Com código “Zara zerou”, loja de departamentos barrava pessoas negras ou “simples demais”

O caso só foi descoberto porque uma delegada de polícia negra foi impedida de entrar na loja da rede Zara, no Shopping Iguatemi, em Fortaleza, Ceará. A boutique não sabia que Ana Paula Barroso, adjunta do Departamento de Proteção aos Grupos Vulneráveis da Polícia Civil do Estado, era uma autoridade policial. E, por isso, o estabelecimento disparou o código “secreto” entre os funcionários, alertando que alguém “suspeito” entrava na loja.

A mensagem sonora sigilosa que os colaboradores da loja usavam era “Zara zerou”. Com essa frase, dita nos autofalantes os funcionários identificavam aos colegas que havia ingressado no estabelecimento alguém “estranho”. Essas pessoas “suspeitas” poderiam ser negras ou alguém que estivesse trajado simples demais para os padrões da Zara.

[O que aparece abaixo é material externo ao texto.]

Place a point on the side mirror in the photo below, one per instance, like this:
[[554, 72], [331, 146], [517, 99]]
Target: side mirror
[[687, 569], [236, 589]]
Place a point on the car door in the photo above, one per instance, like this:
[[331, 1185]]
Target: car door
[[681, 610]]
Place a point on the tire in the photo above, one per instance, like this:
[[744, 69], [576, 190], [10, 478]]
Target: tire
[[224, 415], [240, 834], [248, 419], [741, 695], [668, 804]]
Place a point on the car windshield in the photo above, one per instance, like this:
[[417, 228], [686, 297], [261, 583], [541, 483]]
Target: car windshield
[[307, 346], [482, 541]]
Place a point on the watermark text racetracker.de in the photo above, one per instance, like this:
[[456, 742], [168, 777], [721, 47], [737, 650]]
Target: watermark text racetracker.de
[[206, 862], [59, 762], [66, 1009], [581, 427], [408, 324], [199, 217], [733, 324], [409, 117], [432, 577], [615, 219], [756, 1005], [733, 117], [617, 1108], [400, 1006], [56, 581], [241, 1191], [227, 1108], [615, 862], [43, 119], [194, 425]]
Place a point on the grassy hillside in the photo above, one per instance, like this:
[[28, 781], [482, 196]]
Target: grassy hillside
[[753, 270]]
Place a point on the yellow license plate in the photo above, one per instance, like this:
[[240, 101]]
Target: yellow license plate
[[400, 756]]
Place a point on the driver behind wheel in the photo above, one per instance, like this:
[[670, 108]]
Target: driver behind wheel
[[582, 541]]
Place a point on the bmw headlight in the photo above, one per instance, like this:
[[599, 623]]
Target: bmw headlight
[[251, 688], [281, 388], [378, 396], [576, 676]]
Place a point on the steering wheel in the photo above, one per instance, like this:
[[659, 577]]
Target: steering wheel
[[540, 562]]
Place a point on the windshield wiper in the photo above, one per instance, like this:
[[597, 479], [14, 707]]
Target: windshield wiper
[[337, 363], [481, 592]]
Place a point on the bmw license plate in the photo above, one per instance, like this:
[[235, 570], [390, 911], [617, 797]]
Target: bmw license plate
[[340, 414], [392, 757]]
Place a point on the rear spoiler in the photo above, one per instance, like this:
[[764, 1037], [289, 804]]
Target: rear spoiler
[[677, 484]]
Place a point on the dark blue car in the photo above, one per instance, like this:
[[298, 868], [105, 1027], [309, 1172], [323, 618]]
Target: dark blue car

Uma ex-funcionária da loja confirmou aos policiais como funcionava o esquema de “detecção”:

- A loja, quando identificava que uma pessoa estava fora do padrão de cliente e estava ingressando naquele estabelecimento, era dito no sistema de som a frase ‘Zara zerou' - explicou.
- Isso era um comando que era dado pra que todos os funcionários da loja ou, pelo menos, a alguns. A partir de então, começassem a observar aquela pessoa não mais como consumidor; mas como suspeito em potencial que precisava ser mantido sob vigilância da loja – contou o delegado-geral da Polícia Civil do Ceará, Sérgio Pereira dos Santos.

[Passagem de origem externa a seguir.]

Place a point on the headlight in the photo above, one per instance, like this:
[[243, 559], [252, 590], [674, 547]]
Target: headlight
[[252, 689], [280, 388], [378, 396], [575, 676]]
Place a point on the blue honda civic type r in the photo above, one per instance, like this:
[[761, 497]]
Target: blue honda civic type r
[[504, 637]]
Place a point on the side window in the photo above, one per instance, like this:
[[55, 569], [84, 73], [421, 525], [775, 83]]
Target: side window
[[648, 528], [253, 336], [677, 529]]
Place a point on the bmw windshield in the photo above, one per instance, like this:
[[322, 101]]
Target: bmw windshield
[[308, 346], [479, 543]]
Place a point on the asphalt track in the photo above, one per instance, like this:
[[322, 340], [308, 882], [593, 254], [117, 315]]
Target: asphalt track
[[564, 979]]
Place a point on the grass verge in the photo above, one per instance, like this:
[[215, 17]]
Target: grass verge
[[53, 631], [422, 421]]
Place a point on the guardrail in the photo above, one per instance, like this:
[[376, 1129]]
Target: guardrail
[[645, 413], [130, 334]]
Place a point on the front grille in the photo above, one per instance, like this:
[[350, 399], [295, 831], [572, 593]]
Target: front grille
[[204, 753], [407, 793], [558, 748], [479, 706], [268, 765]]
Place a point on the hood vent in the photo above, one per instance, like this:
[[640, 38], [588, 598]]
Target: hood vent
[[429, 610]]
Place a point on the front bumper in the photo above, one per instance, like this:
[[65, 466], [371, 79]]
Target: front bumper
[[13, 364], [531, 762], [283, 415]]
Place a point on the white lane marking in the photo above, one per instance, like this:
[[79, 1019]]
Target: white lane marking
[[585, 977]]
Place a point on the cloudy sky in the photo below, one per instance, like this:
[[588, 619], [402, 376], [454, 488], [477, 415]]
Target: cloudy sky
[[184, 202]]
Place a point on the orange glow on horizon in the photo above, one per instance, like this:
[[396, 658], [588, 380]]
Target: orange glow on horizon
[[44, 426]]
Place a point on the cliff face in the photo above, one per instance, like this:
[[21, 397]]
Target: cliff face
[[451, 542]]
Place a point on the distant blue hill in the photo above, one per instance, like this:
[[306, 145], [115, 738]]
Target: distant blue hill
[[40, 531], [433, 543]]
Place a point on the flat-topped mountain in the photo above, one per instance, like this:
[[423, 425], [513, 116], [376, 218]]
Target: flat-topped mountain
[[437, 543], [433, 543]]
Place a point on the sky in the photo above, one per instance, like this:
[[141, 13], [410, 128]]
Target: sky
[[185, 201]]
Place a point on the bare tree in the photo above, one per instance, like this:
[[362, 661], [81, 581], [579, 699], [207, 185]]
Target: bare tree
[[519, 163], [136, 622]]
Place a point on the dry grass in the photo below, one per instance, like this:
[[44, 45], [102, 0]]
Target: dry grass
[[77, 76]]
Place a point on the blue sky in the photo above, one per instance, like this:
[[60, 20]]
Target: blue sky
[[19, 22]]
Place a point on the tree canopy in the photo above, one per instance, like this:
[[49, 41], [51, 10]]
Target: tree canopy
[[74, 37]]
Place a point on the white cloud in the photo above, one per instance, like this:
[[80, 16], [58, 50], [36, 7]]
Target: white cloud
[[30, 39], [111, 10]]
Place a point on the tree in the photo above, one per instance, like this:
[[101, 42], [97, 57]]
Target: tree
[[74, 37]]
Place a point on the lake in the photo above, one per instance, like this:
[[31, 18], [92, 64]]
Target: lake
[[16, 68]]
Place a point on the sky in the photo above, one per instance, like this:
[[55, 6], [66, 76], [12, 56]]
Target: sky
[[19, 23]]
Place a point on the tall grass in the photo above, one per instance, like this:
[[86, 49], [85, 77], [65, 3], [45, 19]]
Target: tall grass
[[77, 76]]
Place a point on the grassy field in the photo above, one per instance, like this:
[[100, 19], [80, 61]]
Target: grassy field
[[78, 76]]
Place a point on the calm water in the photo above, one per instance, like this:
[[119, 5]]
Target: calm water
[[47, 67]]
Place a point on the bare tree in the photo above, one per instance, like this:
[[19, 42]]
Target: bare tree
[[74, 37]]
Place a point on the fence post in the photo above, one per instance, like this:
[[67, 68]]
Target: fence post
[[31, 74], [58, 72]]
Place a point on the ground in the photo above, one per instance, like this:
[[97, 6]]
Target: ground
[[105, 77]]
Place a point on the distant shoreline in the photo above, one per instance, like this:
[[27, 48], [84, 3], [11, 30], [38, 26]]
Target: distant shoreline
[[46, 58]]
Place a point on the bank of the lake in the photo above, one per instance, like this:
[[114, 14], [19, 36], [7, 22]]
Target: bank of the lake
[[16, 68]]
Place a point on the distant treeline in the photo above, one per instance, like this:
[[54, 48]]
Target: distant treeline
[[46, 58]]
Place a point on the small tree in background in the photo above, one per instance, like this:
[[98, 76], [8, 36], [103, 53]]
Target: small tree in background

Após a descoberta, a Assessoria de Comunicação da Zara alegou que a delegada foi barrada porque estava tomando sorvete quando entrou na loja e não estaria usando máscara. Mas, a Polícia Civil confirmou que clientes brancos nas mesmas condições entraram.

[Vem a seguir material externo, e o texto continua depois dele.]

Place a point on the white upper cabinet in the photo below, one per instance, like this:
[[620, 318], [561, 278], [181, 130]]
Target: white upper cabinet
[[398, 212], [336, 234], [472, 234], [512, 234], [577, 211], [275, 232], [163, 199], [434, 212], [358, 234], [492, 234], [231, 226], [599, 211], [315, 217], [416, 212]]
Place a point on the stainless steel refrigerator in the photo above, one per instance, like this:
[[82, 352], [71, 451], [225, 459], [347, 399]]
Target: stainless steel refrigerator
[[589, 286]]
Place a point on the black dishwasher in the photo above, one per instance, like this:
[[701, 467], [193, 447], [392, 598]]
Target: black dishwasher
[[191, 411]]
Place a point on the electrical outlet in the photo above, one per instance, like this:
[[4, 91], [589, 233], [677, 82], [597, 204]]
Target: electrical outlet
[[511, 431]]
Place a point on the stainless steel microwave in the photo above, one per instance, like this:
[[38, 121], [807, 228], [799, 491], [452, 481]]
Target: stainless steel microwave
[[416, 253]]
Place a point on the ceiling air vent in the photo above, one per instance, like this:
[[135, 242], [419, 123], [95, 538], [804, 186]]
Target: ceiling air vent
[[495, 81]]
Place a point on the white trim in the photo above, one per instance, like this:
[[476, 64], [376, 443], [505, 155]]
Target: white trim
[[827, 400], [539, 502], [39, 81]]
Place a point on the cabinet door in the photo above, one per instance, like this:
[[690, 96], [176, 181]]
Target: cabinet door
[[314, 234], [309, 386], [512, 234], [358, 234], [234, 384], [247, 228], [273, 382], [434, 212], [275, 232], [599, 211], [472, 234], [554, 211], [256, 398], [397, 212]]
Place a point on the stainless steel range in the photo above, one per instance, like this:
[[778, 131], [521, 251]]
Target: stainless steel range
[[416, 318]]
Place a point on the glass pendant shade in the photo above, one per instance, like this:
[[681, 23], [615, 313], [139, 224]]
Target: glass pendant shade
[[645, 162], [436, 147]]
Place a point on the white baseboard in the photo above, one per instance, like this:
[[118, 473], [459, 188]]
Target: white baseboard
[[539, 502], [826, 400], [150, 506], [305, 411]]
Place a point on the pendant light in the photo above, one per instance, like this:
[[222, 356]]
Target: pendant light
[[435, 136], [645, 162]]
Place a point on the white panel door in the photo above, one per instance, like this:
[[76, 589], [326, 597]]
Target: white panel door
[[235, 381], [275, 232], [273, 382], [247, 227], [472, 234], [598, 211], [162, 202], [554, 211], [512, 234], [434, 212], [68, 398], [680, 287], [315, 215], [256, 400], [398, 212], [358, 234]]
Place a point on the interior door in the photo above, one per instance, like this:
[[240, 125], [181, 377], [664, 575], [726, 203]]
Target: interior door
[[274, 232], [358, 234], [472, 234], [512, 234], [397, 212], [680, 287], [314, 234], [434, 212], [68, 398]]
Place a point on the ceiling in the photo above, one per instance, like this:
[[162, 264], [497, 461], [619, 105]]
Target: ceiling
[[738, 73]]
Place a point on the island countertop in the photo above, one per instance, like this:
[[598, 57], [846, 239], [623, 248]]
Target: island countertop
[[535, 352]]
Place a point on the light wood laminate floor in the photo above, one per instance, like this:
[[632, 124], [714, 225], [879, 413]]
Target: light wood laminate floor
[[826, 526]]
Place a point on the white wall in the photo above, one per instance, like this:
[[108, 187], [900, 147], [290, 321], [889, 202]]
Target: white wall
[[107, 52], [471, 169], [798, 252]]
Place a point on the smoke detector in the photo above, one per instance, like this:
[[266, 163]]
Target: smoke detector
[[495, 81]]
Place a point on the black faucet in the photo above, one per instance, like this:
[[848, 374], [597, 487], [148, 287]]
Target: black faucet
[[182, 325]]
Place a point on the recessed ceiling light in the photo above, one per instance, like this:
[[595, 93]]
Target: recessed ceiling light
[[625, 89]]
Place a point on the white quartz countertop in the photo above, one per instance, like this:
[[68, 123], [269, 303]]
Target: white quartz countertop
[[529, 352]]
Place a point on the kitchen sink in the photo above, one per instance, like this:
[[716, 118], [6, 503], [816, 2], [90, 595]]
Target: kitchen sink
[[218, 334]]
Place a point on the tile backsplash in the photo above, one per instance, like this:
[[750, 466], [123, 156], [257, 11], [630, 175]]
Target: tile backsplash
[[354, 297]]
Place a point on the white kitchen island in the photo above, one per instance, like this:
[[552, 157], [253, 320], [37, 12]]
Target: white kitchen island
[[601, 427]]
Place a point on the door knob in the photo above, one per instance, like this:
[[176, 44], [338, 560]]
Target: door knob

O gerente da loja, Bruno Filipe Simões Antônio, 32 anos, foi indiciado por racismo.

Após a investigação, a delegada Ana Paula Barroso desabafou:

- Eu vou ser sempre abordada porque eu gosto de andar simples no shopping? Às vezes de havaianas, um pouco despenteada, é o meu jeito despojado de andar. Eu não preciso andar com uma placa de que sou autoridade policial para ser respeitada - lamentou.

E acrescentou:

- Você percebe a sutileza do comportamento preconceituoso, da fala, da abordagem. E é uma suspeita muito forte. Mas até você ter um indício para você dizer: 'você está preso', eu preferi ter cautela, agi com prudência, de não me identificar (como delegada), perguntar realmente à segurança do shopping e só ali, se fosse pra fazer uma ação, eu fiquei tão assim, sem reação, que quando ele falou várias vezes 'me desculpe, eu errei com a senhora', eu disse: 'eu queria só que você me dissesse por que você fez isso' - relatou a delegada.